This paper proposes a flipped standard model extended by a U(1)NU(1)_N gauge group that naturally generates light neutrino masses via a radiative inverse seesaw mechanism and stabilizes a keV-scale fermionic dark matter candidate, whose overproduction is resolved through late-time entropy generation to satisfy cosmological constraints.

Original authors: D. T. Huong, Phung Van Dong, A. E. Carcamo Hernandez

Published 2026-03-19
📖 6 min read🧠 Deep dive

Original authors: D. T. Huong, Phung Van Dong, A. E. Carcamo Hernandez

Original paper licensed under CC BY 4.0 (http://creativecommons.org/licenses/by/4.0/). This is an AI-generated explanation of the paper below. It is not written or endorsed by the authors. For technical accuracy, refer to the original paper. Read full disclaimer

Imagine the Standard Model of physics as a highly successful, well-organized library. It has shelves for every known particle (like electrons and quarks) and rules for how they interact. For decades, this library has been perfect.
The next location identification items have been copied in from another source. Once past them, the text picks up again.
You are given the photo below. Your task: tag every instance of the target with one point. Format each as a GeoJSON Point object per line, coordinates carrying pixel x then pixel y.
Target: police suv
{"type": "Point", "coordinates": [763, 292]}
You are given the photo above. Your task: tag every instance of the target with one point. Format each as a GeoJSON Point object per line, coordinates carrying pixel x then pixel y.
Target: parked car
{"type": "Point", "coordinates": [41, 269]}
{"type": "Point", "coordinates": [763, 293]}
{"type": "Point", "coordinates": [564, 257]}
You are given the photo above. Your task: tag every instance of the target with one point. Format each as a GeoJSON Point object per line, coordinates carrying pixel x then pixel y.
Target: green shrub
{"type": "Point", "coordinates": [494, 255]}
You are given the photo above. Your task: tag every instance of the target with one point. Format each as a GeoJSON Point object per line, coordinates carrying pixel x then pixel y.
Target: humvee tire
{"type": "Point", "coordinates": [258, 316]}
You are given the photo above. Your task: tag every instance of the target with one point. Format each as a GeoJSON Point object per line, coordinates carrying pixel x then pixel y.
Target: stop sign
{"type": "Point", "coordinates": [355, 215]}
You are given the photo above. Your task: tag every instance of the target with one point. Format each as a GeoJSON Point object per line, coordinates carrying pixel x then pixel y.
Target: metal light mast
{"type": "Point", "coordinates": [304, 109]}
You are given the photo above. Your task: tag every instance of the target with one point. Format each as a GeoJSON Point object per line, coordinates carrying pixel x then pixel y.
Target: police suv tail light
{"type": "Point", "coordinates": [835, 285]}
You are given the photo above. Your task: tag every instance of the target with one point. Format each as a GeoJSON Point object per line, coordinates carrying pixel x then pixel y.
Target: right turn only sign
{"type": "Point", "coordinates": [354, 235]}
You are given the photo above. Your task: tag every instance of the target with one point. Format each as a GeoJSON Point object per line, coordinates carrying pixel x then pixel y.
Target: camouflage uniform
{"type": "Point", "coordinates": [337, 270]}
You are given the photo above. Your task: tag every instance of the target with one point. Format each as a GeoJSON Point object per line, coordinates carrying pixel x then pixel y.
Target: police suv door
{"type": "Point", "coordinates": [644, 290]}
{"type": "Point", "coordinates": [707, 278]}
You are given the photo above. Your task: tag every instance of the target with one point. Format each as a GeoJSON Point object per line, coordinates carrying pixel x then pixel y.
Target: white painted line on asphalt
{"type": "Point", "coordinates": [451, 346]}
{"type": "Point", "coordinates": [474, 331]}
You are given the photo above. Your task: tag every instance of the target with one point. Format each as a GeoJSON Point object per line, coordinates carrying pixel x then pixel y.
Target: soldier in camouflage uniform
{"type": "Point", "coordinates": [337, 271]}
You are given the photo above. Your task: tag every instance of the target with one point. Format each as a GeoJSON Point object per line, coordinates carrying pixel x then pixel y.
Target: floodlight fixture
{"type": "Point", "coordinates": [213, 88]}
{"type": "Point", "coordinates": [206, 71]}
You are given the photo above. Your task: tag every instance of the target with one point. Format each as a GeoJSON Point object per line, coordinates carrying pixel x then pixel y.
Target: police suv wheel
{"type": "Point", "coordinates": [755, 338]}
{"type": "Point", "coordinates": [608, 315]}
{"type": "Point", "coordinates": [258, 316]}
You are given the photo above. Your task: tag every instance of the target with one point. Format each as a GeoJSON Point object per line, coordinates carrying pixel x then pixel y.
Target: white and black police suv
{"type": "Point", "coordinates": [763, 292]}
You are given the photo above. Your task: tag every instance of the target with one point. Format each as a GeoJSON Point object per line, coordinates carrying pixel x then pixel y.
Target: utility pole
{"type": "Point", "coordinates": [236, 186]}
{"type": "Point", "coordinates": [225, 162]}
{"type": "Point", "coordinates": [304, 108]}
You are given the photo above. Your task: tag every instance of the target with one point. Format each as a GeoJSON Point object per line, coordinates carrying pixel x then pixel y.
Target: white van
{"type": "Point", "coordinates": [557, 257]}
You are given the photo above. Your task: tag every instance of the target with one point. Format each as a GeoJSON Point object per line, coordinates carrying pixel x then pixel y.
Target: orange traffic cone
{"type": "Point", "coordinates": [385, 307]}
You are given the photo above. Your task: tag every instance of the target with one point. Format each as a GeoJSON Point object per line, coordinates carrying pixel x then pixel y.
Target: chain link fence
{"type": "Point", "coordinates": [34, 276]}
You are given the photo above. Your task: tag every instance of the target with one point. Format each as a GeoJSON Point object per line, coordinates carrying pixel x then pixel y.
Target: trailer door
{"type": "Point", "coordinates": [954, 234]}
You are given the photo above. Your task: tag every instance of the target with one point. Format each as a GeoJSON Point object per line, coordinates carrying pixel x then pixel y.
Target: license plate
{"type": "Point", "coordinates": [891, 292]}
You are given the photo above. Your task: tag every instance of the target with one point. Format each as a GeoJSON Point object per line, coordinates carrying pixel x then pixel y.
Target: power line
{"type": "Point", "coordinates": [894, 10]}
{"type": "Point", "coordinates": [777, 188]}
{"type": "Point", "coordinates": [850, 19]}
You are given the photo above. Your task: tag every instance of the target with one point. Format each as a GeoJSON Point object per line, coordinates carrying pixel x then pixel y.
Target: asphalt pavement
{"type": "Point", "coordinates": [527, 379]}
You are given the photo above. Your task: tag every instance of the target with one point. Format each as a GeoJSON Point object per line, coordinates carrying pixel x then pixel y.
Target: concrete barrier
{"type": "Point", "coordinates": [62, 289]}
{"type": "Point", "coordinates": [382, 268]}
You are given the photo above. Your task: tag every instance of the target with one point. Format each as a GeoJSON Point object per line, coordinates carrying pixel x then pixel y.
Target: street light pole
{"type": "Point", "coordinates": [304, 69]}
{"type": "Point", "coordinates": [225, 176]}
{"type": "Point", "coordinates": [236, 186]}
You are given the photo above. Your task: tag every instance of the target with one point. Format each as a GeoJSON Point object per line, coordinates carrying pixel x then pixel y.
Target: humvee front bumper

But recently, scientists found two massive "missing books" that the library's catalog doesn't explain:

  1. The Ghostly Neutrinos: We know these tiny particles exist and can change flavors (like a chameleon), but they have a tiny, mysterious mass. The library's current rules say they should be weightless.
  2. The Invisible Giant (Dark Matter): We can see galaxies spinning, but there isn't enough visible matter to hold them together. There must be a massive, invisible "ghost" holding the universe together, but we don't know what it is.

This paper proposes a renovation of the library called the "Flipped Standard Model." Instead of just adding random new shelves, the authors suggest a clever architectural change that solves both mysteries at once using a new kind of "Dark Charge."

Here is the breakdown of their solution using everyday analogies:

1. The New "Dark Charge" (The Secret ID Card)

In our normal world, particles have an "Electric Charge" (positive or negative) that dictates how they interact with light and electricity. The authors propose a parallel universe of particles that have a "Dark Charge."

Think of it like a secret ID card.

  • Normal Particles: Have a standard ID. They interact with light and each other normally.
  • Dark Particles: Have a "Dark ID." They are invisible to our eyes and normal light. They only talk to each other through a new, invisible force (like a secret language).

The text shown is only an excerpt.